Oetker: Die Akzeptanz der Marktwirtschaft erodiert, das beobachte ich auch. Und ich halte das für fatal, denn sie ist nun mal das System, das mit seinem Wettbewerbsgedanken im sozialen Kontext den größten Fortschritt für alle verspricht. Oder will irgendjemand in eine Planwirtschaft zurück? Wir schauen voller Argwohn auf den Finanzkapitalismus britischer und amerikanischer Prägung, der Exzesse provoziert, ohne den wir aber auch nicht mehr auskämen.
SPIEGEL: Sie gehören zu den reichsten Unternehmern des Landes. Die werden nun mal immer reicher.
Oetker: Ich sehe mich selbst nicht in dieser Liga. Viele Menschen haben während der Finanzkrise auch große Summen verloren. Und 2011 hat Deutschland einen allgemeinen Wertzuwachs erlebt, von dem am Ende alle profitieren. Im Übrigen definiere ich Reichtum nicht nur finanziell. Es gibt auch einen Reichtum an Wissen.
SPIEGEL: Bei den unteren Schichten kommt von allem weniger an.
Oetker: Die soziale Gesetzgebung in Deutschland ist so ausgefeilt, dass ich nicht das Gefühl habe, größere Teile der Bevölkerung würden vom Wohlstand abgeschnitten oder wirklich in Armut leben. Es mag Einzelfälle geben, auch Orte, auch ländliche Regionen, die Probleme haben. Mein Verständnis von sozialer Marktwirtschaft ist, dass wir alle in einem Boot sitzen – Regierung und Gewerkschaften, Arbeitnehmer und -geber. Wirtschaft so zu steuern, dass jeder einen gerechten Teil des Kuchens bekommt, ist ein permanenter Verhandlungsprozess, aber in Deutschland auch ein immer noch gut funktionierender. Natürlich hat Vermögen etwas mit der Herkunft und Verwendung von Mitteln zu tun, aber eben auch mit unternehmerischem Geschick. Meine Maxime war immer: "Was du ererbt von deinen Vätern hast, erwirb es, um es zu besitzen!"
SPIEGEL: Man müsste nicht bis zu Goethe zurückblättern. Im Grundgesetz heißt es in Artikel 14 wunderbar schlicht: "Eigentum verpflichtet."

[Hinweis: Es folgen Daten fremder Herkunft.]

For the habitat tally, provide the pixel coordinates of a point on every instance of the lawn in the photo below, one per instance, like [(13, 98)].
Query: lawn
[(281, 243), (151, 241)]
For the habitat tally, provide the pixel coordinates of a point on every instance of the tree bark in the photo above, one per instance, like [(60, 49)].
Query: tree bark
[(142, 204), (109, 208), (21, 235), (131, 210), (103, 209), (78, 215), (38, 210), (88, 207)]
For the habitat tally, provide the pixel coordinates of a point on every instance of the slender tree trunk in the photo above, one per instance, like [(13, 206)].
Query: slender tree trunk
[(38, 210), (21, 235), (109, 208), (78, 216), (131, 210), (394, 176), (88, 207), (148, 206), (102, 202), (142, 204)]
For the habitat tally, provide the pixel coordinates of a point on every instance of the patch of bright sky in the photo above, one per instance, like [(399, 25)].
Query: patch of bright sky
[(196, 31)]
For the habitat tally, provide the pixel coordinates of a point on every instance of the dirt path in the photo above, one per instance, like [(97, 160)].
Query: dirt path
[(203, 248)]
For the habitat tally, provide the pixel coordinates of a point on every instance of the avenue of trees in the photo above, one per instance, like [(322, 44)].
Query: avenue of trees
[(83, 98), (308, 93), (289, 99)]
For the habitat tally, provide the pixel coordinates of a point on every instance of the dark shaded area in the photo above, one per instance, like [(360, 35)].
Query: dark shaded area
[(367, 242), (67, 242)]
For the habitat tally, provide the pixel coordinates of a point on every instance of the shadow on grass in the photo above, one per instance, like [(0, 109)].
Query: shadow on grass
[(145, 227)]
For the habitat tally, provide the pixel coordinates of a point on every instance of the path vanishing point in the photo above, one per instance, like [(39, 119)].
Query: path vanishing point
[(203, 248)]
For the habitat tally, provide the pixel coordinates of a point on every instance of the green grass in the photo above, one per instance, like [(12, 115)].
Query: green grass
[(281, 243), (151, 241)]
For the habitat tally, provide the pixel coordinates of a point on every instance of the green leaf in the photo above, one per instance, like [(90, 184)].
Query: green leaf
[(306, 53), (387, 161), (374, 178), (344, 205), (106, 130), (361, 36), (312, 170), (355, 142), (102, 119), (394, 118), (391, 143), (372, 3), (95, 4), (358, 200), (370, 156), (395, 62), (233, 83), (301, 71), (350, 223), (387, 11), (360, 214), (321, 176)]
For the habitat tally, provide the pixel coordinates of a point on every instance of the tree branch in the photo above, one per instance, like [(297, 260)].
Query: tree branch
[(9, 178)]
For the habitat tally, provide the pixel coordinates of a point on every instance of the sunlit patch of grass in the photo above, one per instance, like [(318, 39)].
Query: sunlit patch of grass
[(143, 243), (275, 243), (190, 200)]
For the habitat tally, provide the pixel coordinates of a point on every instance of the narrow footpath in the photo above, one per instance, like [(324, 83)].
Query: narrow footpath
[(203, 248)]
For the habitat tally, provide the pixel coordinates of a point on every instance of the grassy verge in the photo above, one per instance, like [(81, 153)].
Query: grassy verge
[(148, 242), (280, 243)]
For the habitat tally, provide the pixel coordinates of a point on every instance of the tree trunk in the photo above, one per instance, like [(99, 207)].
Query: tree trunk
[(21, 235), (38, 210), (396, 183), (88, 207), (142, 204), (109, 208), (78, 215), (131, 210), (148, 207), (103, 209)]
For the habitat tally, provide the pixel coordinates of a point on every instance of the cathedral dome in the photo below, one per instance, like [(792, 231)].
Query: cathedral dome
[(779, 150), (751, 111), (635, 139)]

Oetker: Eine gute Formulierung. Da muss jetzt auch mal der Begriff "Mittelstand" fallen, dem die Bundesrepublik einen Großteil ihres Wohlstands verdankt. Das entspricht auch meinem Selbstverständnis: dass ich als Familienunternehmer in der Mitte der Gesellschaft stehe. Und dass ich dort immer auch Verantwortung trage – wirtschaftlich, politisch, sozial und kulturell. Ich empfinde mich da durchaus auch als Treuhänder zwischen den Generationen.
SPIEGEL: Obwohl Sie in keinem Reichen-Ranking auftauchen, dürften Sie längst Milliardär sein angesichts von Beteiligungen am Marmeladenladen Schwartau, dem Saatguthersteller KWS und vielen anderen Firmen. Zugleich sollen Sie von Steuerschlupflöchern profitiert haben, weil ein Großteil Ihrer Geschäfte über eine Schweizer Holding gesteuert wird.
Oetker: Ich bin und bleibe deutscher Steuerzahler. Da passt Bundesfinanzminister Schäuble schon auf. Aber natürlich versuche ich, meine steuerlichen Abgaben zu optimieren. Das wird in regelmäßigen Betriebsprüfungen genau kontrolliert, inklusive meines privaten Bereichs.
SPIEGEL: Würden Sie höhere Steuern akzeptieren, etwa auf Spitzeneinkommen, Erbschaften oder Kapitalgeschäfte?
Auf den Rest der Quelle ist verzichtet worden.